The Winter Sisters

Home > Literature > The Winter Sisters > Page 10
The Winter Sisters Page 10

by Tim Westover


  Rebecca smiled. “Well, you made it back to Lawrenceville, so there’s that.”

  “Yes, there’s that.”

  “How is your leg?”

  “Oh, it was feeling much better the same evening.”

  “So Effie cured you.”

  “She… she didn’t do anything, Miss Rebecca. And, in my particular case, doing nothing was a fine treatment, and certainly the least troublesome. Time heals all wounds, they say.”

  “All but the fatal ones.” Rebecca sighed. “We’d best see to the crowd, Aubrey. I don’t want to disappoint them.”

  “But, Miss Rebecca,” I ventured. “I wish that you wouldn’t.”

  “What, see to the crowd?”

  “Don’t you suppose that I should treat them instead?
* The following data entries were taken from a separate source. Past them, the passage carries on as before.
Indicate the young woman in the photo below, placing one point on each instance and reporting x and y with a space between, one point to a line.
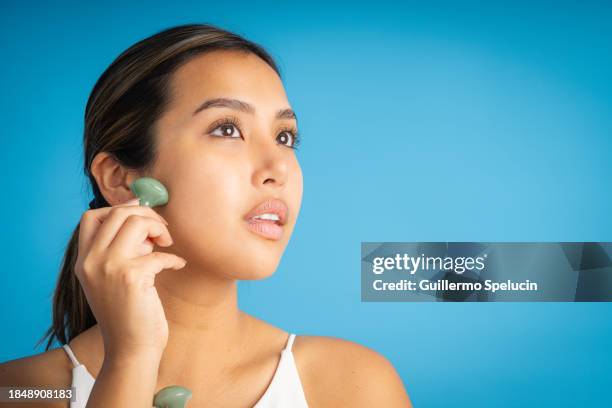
147 297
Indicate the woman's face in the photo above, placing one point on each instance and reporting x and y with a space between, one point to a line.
217 171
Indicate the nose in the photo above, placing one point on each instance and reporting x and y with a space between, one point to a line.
270 165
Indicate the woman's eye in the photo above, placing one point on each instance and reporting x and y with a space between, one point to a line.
286 138
227 130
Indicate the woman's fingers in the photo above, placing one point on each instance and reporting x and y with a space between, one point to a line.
137 230
113 219
156 262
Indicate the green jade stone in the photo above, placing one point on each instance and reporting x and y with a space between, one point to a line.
173 396
151 192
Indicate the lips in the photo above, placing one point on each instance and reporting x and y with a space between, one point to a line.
271 229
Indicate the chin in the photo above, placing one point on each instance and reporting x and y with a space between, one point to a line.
255 268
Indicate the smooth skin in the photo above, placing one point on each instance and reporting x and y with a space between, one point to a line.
161 322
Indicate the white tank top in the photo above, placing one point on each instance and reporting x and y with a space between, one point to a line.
285 389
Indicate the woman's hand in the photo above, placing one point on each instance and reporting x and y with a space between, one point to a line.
116 266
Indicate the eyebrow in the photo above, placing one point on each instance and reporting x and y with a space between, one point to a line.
241 106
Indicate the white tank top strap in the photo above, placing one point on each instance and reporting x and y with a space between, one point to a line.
290 342
71 355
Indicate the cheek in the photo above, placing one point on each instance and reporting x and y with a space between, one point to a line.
205 203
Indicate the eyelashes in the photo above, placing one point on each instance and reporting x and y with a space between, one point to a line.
231 121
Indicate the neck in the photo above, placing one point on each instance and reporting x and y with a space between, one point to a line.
201 310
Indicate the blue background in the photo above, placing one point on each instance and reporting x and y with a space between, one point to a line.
438 122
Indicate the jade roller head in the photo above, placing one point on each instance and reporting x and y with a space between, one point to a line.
151 192
173 396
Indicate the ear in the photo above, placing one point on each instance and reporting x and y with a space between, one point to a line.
112 178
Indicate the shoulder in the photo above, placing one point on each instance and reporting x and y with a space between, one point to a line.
340 372
50 369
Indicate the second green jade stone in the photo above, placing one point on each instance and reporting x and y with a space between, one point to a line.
173 396
151 192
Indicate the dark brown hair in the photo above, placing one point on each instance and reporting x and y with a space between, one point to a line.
128 98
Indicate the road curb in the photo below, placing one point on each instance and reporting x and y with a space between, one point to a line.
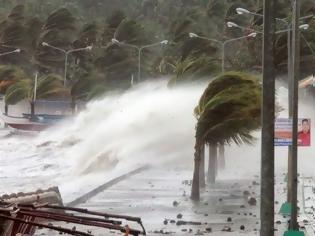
104 186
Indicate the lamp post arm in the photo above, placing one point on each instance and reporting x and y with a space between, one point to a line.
128 45
235 39
209 39
59 49
76 50
150 45
7 53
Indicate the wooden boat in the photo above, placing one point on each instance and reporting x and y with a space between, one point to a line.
37 122
8 208
24 214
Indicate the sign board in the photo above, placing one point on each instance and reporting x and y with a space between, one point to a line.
283 132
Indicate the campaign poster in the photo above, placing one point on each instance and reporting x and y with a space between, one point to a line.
283 134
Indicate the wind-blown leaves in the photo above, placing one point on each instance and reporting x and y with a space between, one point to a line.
61 19
229 109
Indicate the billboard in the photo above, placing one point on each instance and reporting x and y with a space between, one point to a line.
283 134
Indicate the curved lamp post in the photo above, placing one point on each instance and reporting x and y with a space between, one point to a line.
66 52
223 43
139 49
292 153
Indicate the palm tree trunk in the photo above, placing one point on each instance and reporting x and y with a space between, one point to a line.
195 189
202 181
221 162
212 163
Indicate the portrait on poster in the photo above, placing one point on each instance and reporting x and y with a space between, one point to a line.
283 133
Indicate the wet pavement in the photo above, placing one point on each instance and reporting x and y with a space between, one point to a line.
161 199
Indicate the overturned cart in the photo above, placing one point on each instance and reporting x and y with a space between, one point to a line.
18 217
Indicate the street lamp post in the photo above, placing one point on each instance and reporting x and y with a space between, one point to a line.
222 43
66 52
139 49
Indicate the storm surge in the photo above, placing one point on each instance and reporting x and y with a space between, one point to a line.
149 124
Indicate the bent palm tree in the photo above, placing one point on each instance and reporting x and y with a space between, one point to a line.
23 89
227 112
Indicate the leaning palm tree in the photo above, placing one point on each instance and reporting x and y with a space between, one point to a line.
47 87
9 75
227 112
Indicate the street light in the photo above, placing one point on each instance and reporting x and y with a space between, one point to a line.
66 52
10 52
222 43
139 49
231 24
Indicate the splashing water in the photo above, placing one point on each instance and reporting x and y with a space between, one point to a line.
149 124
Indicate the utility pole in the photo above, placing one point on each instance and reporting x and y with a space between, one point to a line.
295 81
268 115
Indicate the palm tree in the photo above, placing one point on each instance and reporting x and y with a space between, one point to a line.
9 75
47 87
227 112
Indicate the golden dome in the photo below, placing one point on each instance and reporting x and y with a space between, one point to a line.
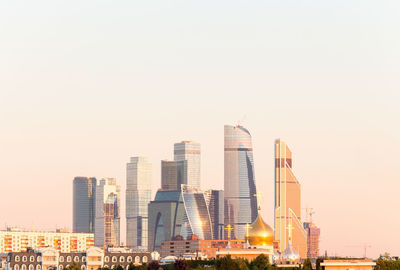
260 233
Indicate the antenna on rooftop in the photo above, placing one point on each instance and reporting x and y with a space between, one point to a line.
240 122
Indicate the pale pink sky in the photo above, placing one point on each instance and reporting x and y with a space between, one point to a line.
85 85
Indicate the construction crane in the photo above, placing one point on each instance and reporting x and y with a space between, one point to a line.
364 246
309 213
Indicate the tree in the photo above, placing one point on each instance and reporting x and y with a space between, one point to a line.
226 263
181 265
153 265
261 262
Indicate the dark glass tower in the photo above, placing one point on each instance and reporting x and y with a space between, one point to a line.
84 193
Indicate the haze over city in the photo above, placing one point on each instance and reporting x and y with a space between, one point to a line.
84 88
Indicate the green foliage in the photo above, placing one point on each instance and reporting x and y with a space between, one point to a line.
181 265
383 264
260 263
153 265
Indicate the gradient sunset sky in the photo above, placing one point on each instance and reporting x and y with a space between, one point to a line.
84 85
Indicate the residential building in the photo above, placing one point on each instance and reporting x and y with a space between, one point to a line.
189 151
107 225
239 180
91 259
173 174
138 196
288 202
345 264
15 240
313 233
84 204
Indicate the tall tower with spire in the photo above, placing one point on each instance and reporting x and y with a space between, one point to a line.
288 202
239 180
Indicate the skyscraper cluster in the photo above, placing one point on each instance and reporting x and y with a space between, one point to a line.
180 209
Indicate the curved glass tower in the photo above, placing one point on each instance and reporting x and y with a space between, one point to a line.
239 180
197 218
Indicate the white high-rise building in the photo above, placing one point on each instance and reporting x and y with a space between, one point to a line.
138 196
190 151
107 222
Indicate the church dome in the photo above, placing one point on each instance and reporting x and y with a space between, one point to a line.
260 233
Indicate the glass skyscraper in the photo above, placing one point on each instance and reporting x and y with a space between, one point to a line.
173 174
107 225
138 196
215 203
288 202
190 151
84 193
239 180
197 217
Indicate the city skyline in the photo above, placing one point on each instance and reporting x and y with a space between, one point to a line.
83 89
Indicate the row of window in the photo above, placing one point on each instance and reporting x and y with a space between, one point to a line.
25 258
122 259
114 259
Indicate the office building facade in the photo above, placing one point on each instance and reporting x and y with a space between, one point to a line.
165 218
288 202
239 180
196 220
215 203
84 204
138 196
174 174
107 225
189 151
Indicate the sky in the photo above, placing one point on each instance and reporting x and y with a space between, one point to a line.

I do have the credentials and the training. They should be in my office for their cures, not loitering in front of the candy shop. You’re only here for a shopping trip, not a medical mission.”

  Rebecca frowned. “If someone needs my help, I wouldn’t refuse it.”

  “It will take time for them to trust the Hippocratic cures,” I continued, “but they are the correct ones. It prolongs the pain if the townsfolk see you working here.”

  Rebecca took my arm and turned me toward the picture windows. The thrill of her hand on my arm consumed a goodly portion of my anger and my sense. “Do you suppose, Dr. Waycross, that there would be so many patients here if our cures were only pretend?”

  “I don’t know,” I muttered. To utter those words caused me gastralgia and shame. I wished for a little dram of ether so that I might quiet my internal turmoil and answer Rebecca Winter with reason and decorum.

  “I don’t know,” I said again. “Perhaps… perhaps I could be permitted to observe—”

  “Aw, hell,” said Sarah. “Boatwright’s here.”

  The other faction of the townsfolk was coming. I did not think they would stay away from the scene. The crowd shuffled as the pastor insinuated himself among them. The glass muffled his words, but his tone was clear. Sarah let out a series of uncomplimentary expressions underneath her breath. Rebecca sighed again, more wearied than worried.

  “Is there a back door?” I said. “You could slip away without entangling yourselves in his sermonizing.”

  “I’m not chickenshit,” said Sarah. “I’ll go out the front door.”

  Rebecca nodded. “Our patients have been waiting to see us. I won’t abandon them.”

  “Pastor Boatwright isn’t going to let you do your… works… here today,” I resolved. “The sick will just have to go to Hope Hollow, panther or no panther. The pastor never follows you up there?”

  “He’s afraid of the place,” said Rebecca, “like he’s afraid of the gates of hell.”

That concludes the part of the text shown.